Sobre todo, hoy Jesús nos dice: celebrad con fervor y gratitud esta especial Semana Santa. Cada vez que recordéis lo que hemos escuchado en la Pasión Según San Mateo, no os olvidéis de que, en todos los momentos de ese recorrido doloroso y cruento, en cada uno de ellos, también en la crucifixión, estaba conmigo mi Padre Dios. “Mi Padre y yo, solía decir Jesús, somos una misma cosa”. Por eso nuestra oración, al evocar las imágenes de los episodios de la Semana Santa, ha de ser la del militar pagano, que, al mirarlo, dijo: “Verdaderamente este era el Hijo de Dios”. ¿Qué le pudo llevar a decir eso ante un cadáver destrozado? ¿El miedo al terremoto? Hay otra explicación que es la única posible, la fe. Es algo pequeño y humilde que hace grande y mejor al mundo. En realidad, todo acto de fe nace de la cruz.
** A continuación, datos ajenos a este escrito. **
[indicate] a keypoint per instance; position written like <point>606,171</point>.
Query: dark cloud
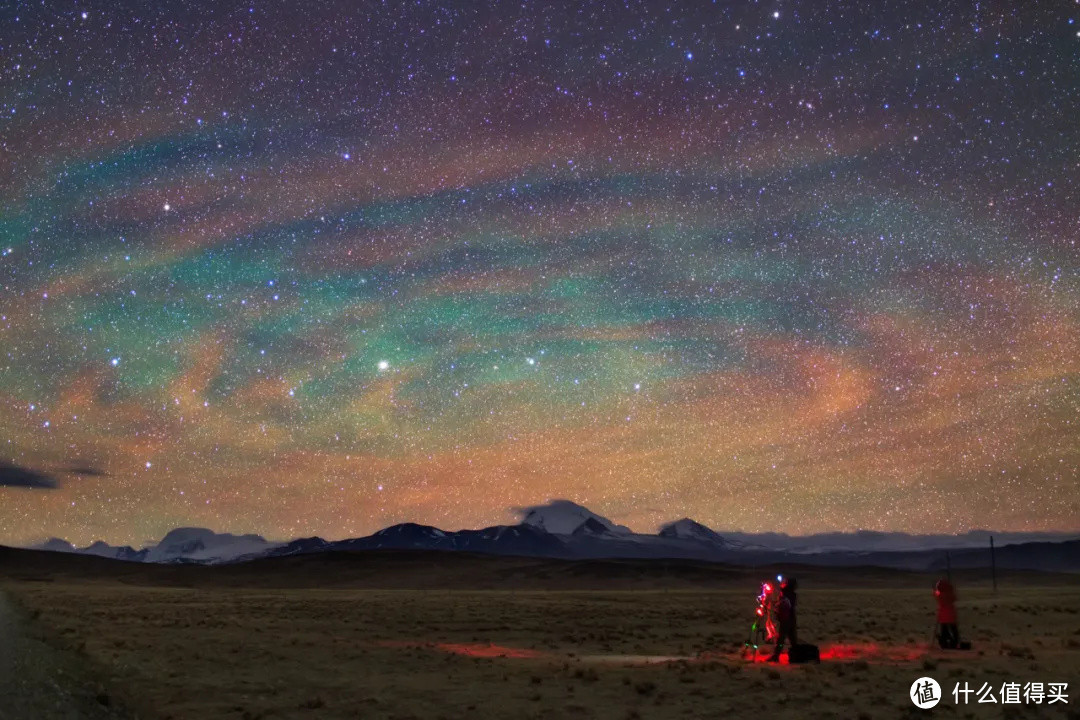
<point>13,476</point>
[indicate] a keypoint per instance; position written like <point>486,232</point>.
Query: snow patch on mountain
<point>687,529</point>
<point>204,545</point>
<point>563,517</point>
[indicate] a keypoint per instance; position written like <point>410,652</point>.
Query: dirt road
<point>40,682</point>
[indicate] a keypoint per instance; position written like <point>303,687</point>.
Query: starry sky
<point>318,268</point>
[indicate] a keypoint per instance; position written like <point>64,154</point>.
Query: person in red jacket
<point>948,636</point>
<point>786,617</point>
Seguramente el centurión romano comprendió lo que nunca entendieron los sabios de Israel: que Jesús subió a la cruz para ser como como nosotros y para que cada uno de nosotros podamos ser como Él. Nosotros somos el motivo de la cruz, nosotros, nuestras situaciones, mueven el corazón de Dios y lo conmueven. Nada de lo que nos sucede le es ajeno, lo comparte con nosotros y hasta resiste y lucha con nosotros. Por eso la oración del cristiano, en estos días santos de la pasión de Cristo y de la pasión del mundo por la amenaza del Coronavirus, ha de tener la convicción y la confianza que el Papa Francisco nos sugería hace unos días en su bendición a la humanidad con el Santísimo Sacramento: “Tenemos un ancla: en su Cruz hemos sido salvados. Tenemos un timón: en su Cruz hemos sido rescatados. Tenemos una esperanza: en su Cruz hemos sido sanados y abrazados para que nadie ni nada nos separe de su amor redentor”. Y tenemos una Estrella que nos señala la esperanza, la Santísima Virgen, la Madre del Señor y la de todos nosotros. Que así sea.